Dunque, riassumendo, potere, impero, ego, guerra, morte, violenza, amore, vita. Ci sono tutti gli ingredienti, popizzati, sparsi mi viene da dire uno ad uno, a costituire un’installazione avvolgente e straniante al tempo stesso, proprio per questa frammentazione, varietà di materiali e soluzioni tecniche, non uno “stile” identificabile – sapremmo riconoscere un’altra mostra come dello stesso artista, di Da Corte? – lo spunto colto di partenza rimane sottotraccia. Nessun artista europeo farebbe una cosa del genere. Nel caso, citerebbe più direttamente o al contrario aumenterebbe l’ermetismo (si pensi per esempio a Haris Epaminonda, attualmente in esposizione alla Galleria Massimo Minini di Brescia) o appunto la propria riconoscibilità stilistica. Da Corte cita anche quelli, gli stili, il Pop e altri, se ne appropria e li trasforma casomai in una veste aggiornata tecnologicamente.
Non è più Pop, è un post, ma non è neanche assimilabile a come si caratterizzava il postmodernismo. Si vede subito, è inequivocabile, che è arte degli anni presenti. Davvero molto intrigante a livello di riflessione su questi argomenti.

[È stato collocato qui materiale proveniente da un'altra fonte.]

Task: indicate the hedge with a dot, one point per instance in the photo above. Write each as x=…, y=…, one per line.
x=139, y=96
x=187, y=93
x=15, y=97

Da un lato ho pensato all’originalità e attualità di questo modo di operare di Da Corte, come non può essere che di oggi, non confondibile con l’eclettismo postmoderno tipo “Learning to Las Vegas”, alla loro differenza che passa, come ripeto, attraverso il passaggio tecnologico. E non sto neanche ad allargare il discorso tecnico-stilistico a quello evidente e studiatissimo della società dell’archivio, di Internet, dei social. Siamo in un post-post.
Dall’altro lato ho pensato che avremmo potuto, e forse dovuto, a suo tempo, già pensare all’eclettismo postmoderno in chiave freudiana e warburghiana, cioè di associazioni, sovradeterminazione, mnemosyne e nachleben, piuttosto che di citazione svuotata e di bricolage. Non sarebbe interessante? Come entrando nella mente di qualcuno a vederne e seguirne il funzionamento, invece che restare all’apparenza esterna dei prodotti di quella mente. Chiudiamo qui, nella mente di Da Corte, che a sua volta è entrato in quella di Napoleone: Napoleone ha pensato a quelle immagini, Da Castro riparte da esse per sue associazioni, che ci presenta sparse, non tanto sicuro della loro unitarietà inevitabile quanto, sospetto, sicuro che noi faremo inevitabilmente altrettanto.
Alex Da Corte, Devil Town, veduta della mostra presso la Galleria Giò Marconi, Milano, 2015, ph Filippo Armellin.